Fig. 2(b) shows the fine-tuning architecture for note-level classification. While the Transformer uses the hidden vectors to recover the masked tokens during pre-training, it has to predict the label of an input token during fine-tuning, by learning from the labels provided in the training data of the downstream task in a supervised way. To achieve this, we feed the hidden vectors to a stack of dense layers, a ReLU activation layer and finally another dense layer for the output classification, with 10% dropout probability. We note that this classifier design is fairly simple, as we expect much knowledge regarding the downstream task can already be extracted from the preceding self-attention layers.

Fig. 2(c) shows the fine-tuning architecture for sequence-level classification. Being inspired by the Bi-LSTM-Attn model [114], we employ an attention-based weighting average mechanism to convert the sequence of 512 hidden vectors for an input sequence to one single vector before feeding it to the classifier layer, which comprises two dense layers. We note that, unlike the baseline models introduced in Section 5, we do not use RNN layers in our models. An alternative approach is to add the CLS token to our sequences and simply use its hidden vector as the input to the classifier layer. We do not explore this alternative since we do not have CLS tokens.

6.3 Implementation Details

Our implementation is based on the open-source library HuggingFace [138]. As mentioned in Section 3.1, we use Pop1K7 and ASAP for pre-training and the other three datasets (i.e., POP909, Pianist8 and EMOPIA) for the downstream tasks. From the combination of Pop1K7 and ASAP, we use 85% of them for pre-training as described in Section 6.1 and the rest as the validation set. We train with a batch size of 12 sequences for at most 500 epochs (i.e., around 500K iterations for REMI and 1M iterations for CP), using the AdamW optimizer with learning rate 2e $-$ 5 and weight decay rate 0.01. If the validation cross-entropy loss does not improve for 30 consecutive epochs, we stop the training process early. For pre-training, we can improve the validation “cloze” accuracy from 70.4% for REMI to 78.73% for CP. We observe that pre-training using the CP representation converges in 2.5 days on four GeForce GTX 1080-Ti GPUs, which is about 2.5 times faster than the case of REMI. Moreover, a smaller batch size degrades overall performance, including downstream classification accuracy. Because each sequence has 512 super tokens, we have 6,144 super tokens per batch.

For fine-tuning, we create training, validation and test splits for each of the three datasets of the downstream tasks with the 8:1:1 ratio at the piece level (i.e., all the 512-token sequences from the same piece are in the same split). With the same batch size of 12, we fine-tune the pre-trained our model for each task independently for at most 10 epochs, early stopping when there is no improvement for three consecutive epochs. Compared to pre-training, fine-tuning is less computationally expensive.
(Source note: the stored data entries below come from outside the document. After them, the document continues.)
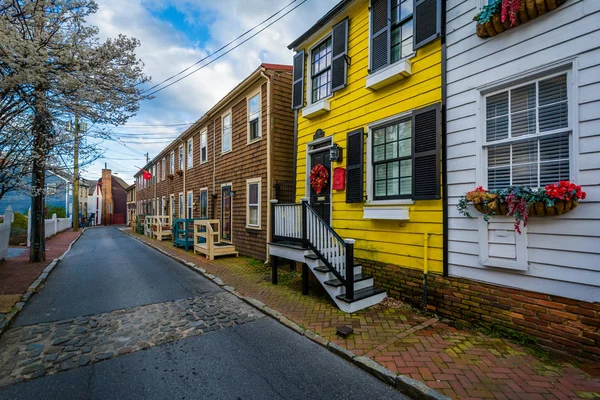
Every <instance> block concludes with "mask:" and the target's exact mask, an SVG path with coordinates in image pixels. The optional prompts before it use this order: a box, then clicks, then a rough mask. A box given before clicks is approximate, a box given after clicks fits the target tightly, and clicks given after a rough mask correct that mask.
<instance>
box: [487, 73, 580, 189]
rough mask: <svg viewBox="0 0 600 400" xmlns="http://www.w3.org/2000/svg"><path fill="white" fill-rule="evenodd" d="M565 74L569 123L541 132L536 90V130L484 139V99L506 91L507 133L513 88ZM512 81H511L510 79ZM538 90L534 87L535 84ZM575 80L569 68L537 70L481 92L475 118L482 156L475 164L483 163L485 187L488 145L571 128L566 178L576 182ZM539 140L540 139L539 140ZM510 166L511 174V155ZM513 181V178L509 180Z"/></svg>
mask: <svg viewBox="0 0 600 400" xmlns="http://www.w3.org/2000/svg"><path fill="white" fill-rule="evenodd" d="M565 74H566V75H567V96H568V98H567V106H568V113H569V114H568V117H567V120H568V122H569V126H568V127H565V128H560V129H557V130H553V131H549V132H543V133H540V132H539V116H538V115H537V110H538V104H539V98H538V94H537V93H536V120H535V123H536V132H535V133H533V134H527V135H522V136H519V137H518V138H512V137H509V138H507V139H502V140H496V141H492V142H488V141H487V132H486V106H487V103H486V101H487V98H488V97H491V96H494V95H497V94H500V93H504V92H506V91H508V93H509V94H508V96H509V97H508V99H509V100H508V107H509V113H508V129H509V133H510V132H511V129H512V127H511V113H510V106H511V103H510V102H511V97H510V91H511V90H512V89H516V88H519V87H522V86H527V85H530V84H532V83H537V82H539V81H543V80H546V79H549V78H553V77H556V76H561V75H565ZM513 82H514V81H513ZM536 89H537V87H536ZM575 93H576V90H575V83H574V79H573V70H572V68H571V69H566V68H565V69H562V70H559V71H555V72H551V73H548V74H544V73H543V72H539V73H537V74H536V75H535V76H532V77H530V78H529V79H526V78H522V79H518V81H517V83H512V84H507V85H503V86H502V87H501V88H497V89H493V90H489V91H485V92H483V93H481V94H480V96H479V97H480V98H479V101H480V105H479V107H478V113H479V118H478V121H479V123H480V127H479V129H478V132H479V137H478V138H479V140H480V144H479V145H478V146H477V147H478V151H480V153H481V156H480V163H478V165H482V168H481V170H482V176H481V178H480V181H481V182H482V185H481V186H483V187H485V188H487V187H488V148H489V147H490V146H495V145H501V144H509V143H516V142H522V141H526V140H528V139H537V138H543V137H549V136H553V135H557V134H559V133H561V132H565V131H570V132H571V133H570V135H569V179H570V180H571V181H576V180H577V169H578V168H576V167H577V166H576V165H575V164H574V160H575V159H576V158H577V156H576V155H577V154H578V152H576V143H575V142H577V135H576V126H577V123H576V121H575V116H574V114H576V113H575V111H574V110H575V107H577V104H576V103H575V102H574V98H575ZM538 143H539V142H538ZM509 163H510V164H509V166H510V174H511V177H512V170H513V164H512V156H511V157H509ZM537 166H538V177H539V151H538V164H537ZM511 181H512V179H511ZM533 189H537V188H533Z"/></svg>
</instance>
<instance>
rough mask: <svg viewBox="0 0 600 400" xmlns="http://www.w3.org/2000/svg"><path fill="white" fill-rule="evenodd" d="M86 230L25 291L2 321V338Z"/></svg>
mask: <svg viewBox="0 0 600 400" xmlns="http://www.w3.org/2000/svg"><path fill="white" fill-rule="evenodd" d="M86 229H87V228H83V230H82V231H81V232H80V233H79V236H77V237H76V238H75V239H73V241H72V242H71V243H69V247H67V250H65V252H64V253H62V254H61V255H60V257H58V258H55V259H53V260H52V261H51V262H50V264H48V265H47V266H46V268H44V269H43V270H42V273H41V274H40V275H39V276H38V277H37V279H36V280H35V281H33V283H32V284H31V285H29V287H28V288H27V290H25V293H23V297H22V298H21V301H19V302H18V303H16V304H15V305H14V306H13V308H14V310H13V311H12V312H10V313H8V314H6V315H5V316H4V319H3V320H2V321H0V336H2V334H3V333H4V332H6V330H7V329H8V328H10V326H11V324H12V322H13V321H14V319H15V318H16V316H17V315H18V314H19V313H20V312H21V310H23V307H25V304H27V302H28V301H29V299H31V296H33V295H34V293H37V291H38V288H39V287H40V285H41V284H42V283H44V282H45V281H46V279H48V276H50V273H51V272H52V271H53V270H54V268H56V266H57V265H58V263H59V262H60V261H62V259H63V258H65V256H66V255H67V253H68V252H69V251H71V247H73V245H74V244H75V242H76V241H77V240H79V238H80V237H81V235H83V232H85V231H86Z"/></svg>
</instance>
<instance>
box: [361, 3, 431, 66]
mask: <svg viewBox="0 0 600 400" xmlns="http://www.w3.org/2000/svg"><path fill="white" fill-rule="evenodd" d="M413 7H414V0H372V1H371V42H370V58H369V62H370V72H371V73H373V72H377V71H379V70H380V69H382V68H385V67H387V66H388V65H391V64H394V63H396V62H398V61H400V60H402V59H404V58H406V57H407V56H409V55H410V54H412V52H413ZM434 7H435V6H434Z"/></svg>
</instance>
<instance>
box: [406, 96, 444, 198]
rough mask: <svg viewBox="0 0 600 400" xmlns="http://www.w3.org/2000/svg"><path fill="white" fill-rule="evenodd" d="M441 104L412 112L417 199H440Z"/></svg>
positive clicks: (414, 165)
mask: <svg viewBox="0 0 600 400" xmlns="http://www.w3.org/2000/svg"><path fill="white" fill-rule="evenodd" d="M440 120H441V118H440V105H439V104H434V105H432V106H429V107H425V108H421V109H419V110H415V111H413V113H412V153H413V199H415V200H433V199H439V198H440V162H441V161H440V134H441V131H440V129H441V125H440Z"/></svg>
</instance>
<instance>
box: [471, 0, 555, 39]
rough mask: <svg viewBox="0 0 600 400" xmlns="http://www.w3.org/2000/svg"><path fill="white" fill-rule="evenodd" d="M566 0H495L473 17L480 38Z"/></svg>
mask: <svg viewBox="0 0 600 400" xmlns="http://www.w3.org/2000/svg"><path fill="white" fill-rule="evenodd" d="M565 1H566V0H495V1H494V2H492V3H491V4H489V5H487V6H484V7H483V8H482V10H481V12H480V13H479V14H477V15H475V17H474V18H473V19H474V20H475V21H476V22H477V28H476V33H477V36H479V37H480V38H488V37H493V36H496V35H497V34H499V33H502V32H504V31H507V30H509V29H511V28H513V27H515V26H519V25H521V24H523V23H525V22H528V21H530V20H532V19H535V18H537V17H539V16H540V15H543V14H546V13H547V12H550V11H553V10H554V9H556V8H557V7H560V6H561V5H562V4H563V3H564V2H565Z"/></svg>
All the results reported in our work can be reproduced with four GeForce GTX 1080-Ti GPUs within 30 minutes.

In our experiments, we will use the same pre-trained model parameters to initialise the models for different downstream tasks. During fine-tuning, we fine-tune the parameters of all the layers, including the self-attention and token embedding layers.

Table 2: The testing classification accuracy (in %) of different combinations of MIDI token representations and models for four downstream tasks: three-class melody classification, velocity prediction, style classification and emotion classification. “CNN” represents the ResNet50 model used by [112], which only supports sequence-level tasks. “RNN” denotes the baseline models introduced in Section 5, representing the Bi-LSTM model for the first two (note-level) tasks and the Bi-LSTM-Attn model [114] for the last two (sequence-level) tasks.

Token	Model	Melody	Velocity	Style	Emotion
REMI	CNN [112]	—	—	51.35	60.00
	RNN [114]	89.96	44.56	51.97	53.46
	Our model (score)	90.97	49.02	67.19	67.74
	Our model (performance)	89.23	—	75.30	66.18
CP	CNN [112]	—	—	67.57	60.00
	RNN [114]	88.66	43.77	60.32	54.13
	Our model (score)	96.15	52.11	67.46	64.22
	Our model (performance)	95.83	—	81.75	70.64
OctupleMIDI	MusicBERT [144]	—	—	37.25	77.78

7 Performance Study

In what follows, we use ‘our model (score)’ to indicate the result when MIDI scores are considered and similarly ‘our model (performance)’ for MIDI performances. Since MIDI performance contains velocity information, we do not evaluate on the velocity prediction task for fairness. We note that, while ‘our model (score)’ and ‘our model (performance)’ adopt different token representations, we consider it valid to compare their performance as their training and test data are respectively from the same sets of music pieces.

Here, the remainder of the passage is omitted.